Sotheby’s was keen to push
the strength of its German artists, a strategy that paid off. The 15 works by
German artists in the sale nearly doubled their combined pre-sale estimate of
£26.7 million to sell for £48.1 million. There were records for the
photographer Wolfgang Tillmans and for Baselitz, whose Mit Roter Fahne (1965)
sold after a single phone bid to the guarantor for £7.5 million with fees. The
work carried a pre-sale estimate of £6.5–£8.5 million.
“We haven’t seen a group of
artists like it since the Abstract Expressionists,” VeneKlasen said.
Overall Sotheby’s made £118
million with fees, against an upper estimate of £112.6 million. The result
represents a 70% increase from last year’s sale.
Sotheby’s used guarantees
more liberally than in the past for this series of London sales. Fifteen of the
61 lots on offer were guaranteed either by Sotheby’s or by a third party. Sales
of those works made up 46.6% of the evening’s value, or £55 million. Last year
just four lots were guaranteed with a combined low value of £3.8 million.
Christie’s was more sparing
with its guarantees in its contemporary sale, which made a total of £96.4
million with fees (est. £67.6–£101.6 million), up 65% from last year’s total.
Guarantees represented £14.6 million or 21.6% of the overall value of the sale
compared with £15 million or just under 30% in February 2016.
Francis Outred, Christie’s
head of post-war and contemporary art in Europe, said the house has been “cautious”
with guarantees over the past two years. “Sellers want to see the real
marketplace. They tend to only want guarantees if expectations are ambitious,”
he said.
Some in the trade say
guarantees can inhibit the potential value of a work. “The market responds
better to works that have not been guaranteed,” said London dealer Omer
Tiroche. “It may also be detrimental to buyers to think that the higher you bid
the more the auction house’s cut—which is already too high—increases.”

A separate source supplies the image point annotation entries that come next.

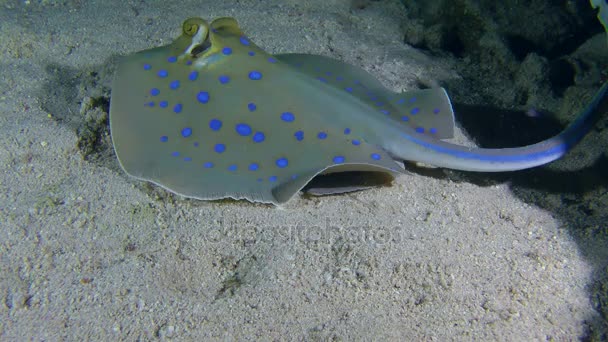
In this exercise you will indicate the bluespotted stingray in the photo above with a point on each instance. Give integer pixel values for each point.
(213, 116)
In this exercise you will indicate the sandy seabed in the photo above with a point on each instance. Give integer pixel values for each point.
(88, 253)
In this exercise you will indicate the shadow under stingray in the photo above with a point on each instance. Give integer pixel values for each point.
(578, 198)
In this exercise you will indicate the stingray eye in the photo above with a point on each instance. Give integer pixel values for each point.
(192, 25)
(198, 30)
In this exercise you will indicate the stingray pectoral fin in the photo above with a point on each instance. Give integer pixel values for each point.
(363, 157)
(417, 147)
(427, 111)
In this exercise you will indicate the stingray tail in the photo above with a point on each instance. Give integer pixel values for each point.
(458, 157)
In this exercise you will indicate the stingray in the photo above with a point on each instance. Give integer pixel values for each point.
(214, 116)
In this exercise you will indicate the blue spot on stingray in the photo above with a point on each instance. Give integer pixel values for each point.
(255, 75)
(215, 124)
(178, 108)
(299, 135)
(219, 148)
(202, 97)
(282, 162)
(186, 132)
(243, 129)
(258, 137)
(287, 117)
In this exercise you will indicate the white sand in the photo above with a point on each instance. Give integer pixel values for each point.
(88, 253)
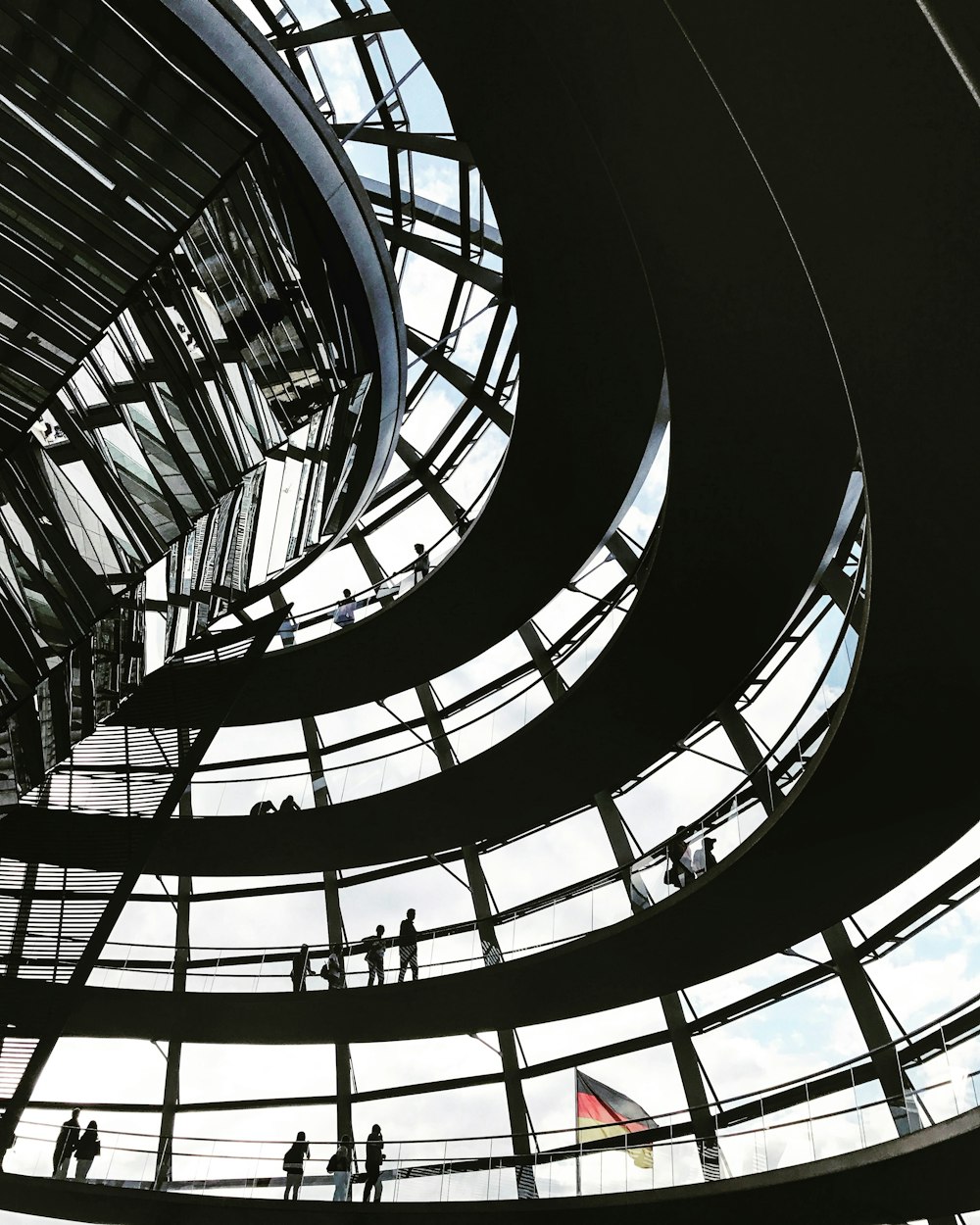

Matt Carey-Williams, deputy
chairman at Phillips, Europe and Asia, said there is a shift away from
guarantees at the auction house partly because clients are opting for other
financial tools such as enhanced hammer deals. Phillips guaranteed four out of
30 lots in its March 8th sale, down from 11 in 2016.
Phillips made £14.7 million
with fees against an estimate of £13.3–£19.2 million. After the sale, Edward
Dolman, Phillips’s chairman and chief executive, acknowledged that the house
could have been “a bit more aggressive” with guarantees.
“The market seems solid and
predictable,” he said.
After a year of
uncertainty, the art market does indeed seem more solid, impervious even to the
threats of Brexit and the election of President Donald Trump. Some dealers cite
the political changes as having a positive impact.
“Brexit invited more
bidding from America, while Trump only seemed to strengthen the markets so
people felt richer,” Tiroche said. It now remains to be seen how the bellwether
contemporary auctions in New York in May fare under the new administration.